# Change colour of a brush in photoshop



## Go The Power

Hi,
I was wondering how to change the colour of a brush in photoshop?


----------



## nickster_uk

Just choose the brush tool and then click the colour picker...you can then 'browse' to your colour preference or copy n paste the number code in the box next to the # symbol. Is that what you mean?


----------



## nickster_uk




----------



## Go The Power

Yes that is what I was after thanks. :4-cheers:
I was clicking on the wrong brush tool :grin:


----------



## koala

1. This button in the left toolbar allows you to switch between foreground and background colour. The red square in this example shows that red is the foreground colour and white is the background. Click the arrow to switch between these 2. Click the small black and white overlapping squares to revert to default black foreground and white background.

2. Use the Swatches menu to select a colour. This will appear in the toolbar on the left as the foreground colour, to be used by whichever tool is selected.

3. Or you can create colours using the Color sliders.
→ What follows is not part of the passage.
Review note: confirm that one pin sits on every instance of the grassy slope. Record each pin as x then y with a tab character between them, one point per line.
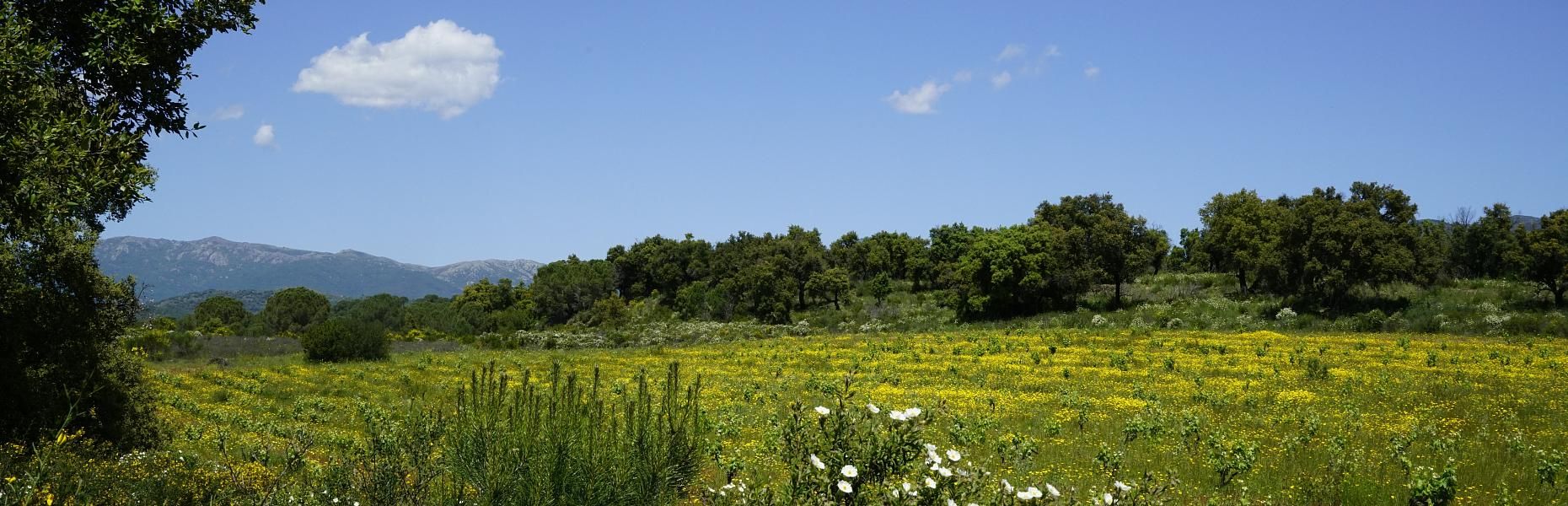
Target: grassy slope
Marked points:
1485	403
The warning ! sign lets you know if the colour created is within the web-colours range.


EDIT: 3 replies in the time it took me to copy/paste my screenshot and type my reply :laugh:


----------



## Go The Power

Thank you Koala I was wondering what that did. :4-cheers:

Edit: lol, Your information and Nicks was both very helpful.


----------



## nickster_uk

Hehe you're welcome Alex..i'm still getting to grips with Photoshop myself.


----------



## ebackhus

In Soviet Russia, Photoshop grips YOU!

If you can find ANY training on Photoshop I strongly recommend you get it. Before I took classes on it I was afraid to do anything but convert BMP to JPG with it. Now it's a regular member of my army.


----------



## Go The Power

Ok thanks EB I was thinking about it .Maybe there should also be a Photoshop/ Graphic design academy at TSF! :grin:


----------



## ebackhus

There was but V-Six and I suspended classes so we could reorganize it a bit more. Keep your eyes open in the future and it should be back!


----------



## Go The Power

Cool, I will be watching out for that.


----------



## nickster_uk

Ditto :smile:


----------



## KoosHopeloos

I'll keep my eyes open as well!


----------



## Go The Power

Would you be able to estimate when it would be open again?


----------



## ebackhus

Honestly I can't say right now. There are a few things going on with who is now in charge of Design.


----------



## Go The Power

Ok thanks


----------



## ebackhus

I'm very pleased to see the high interest in having the design school. I really wish I could give the green light but that's not in my power to do so. I'll bring it back up in what in my demented mind is called "The Senate" (more accurately, the management area. I'm weird...) and see if I can get some yummy design school up and running.


----------



## Go The Power

Good luck, I hope to see it up.


----------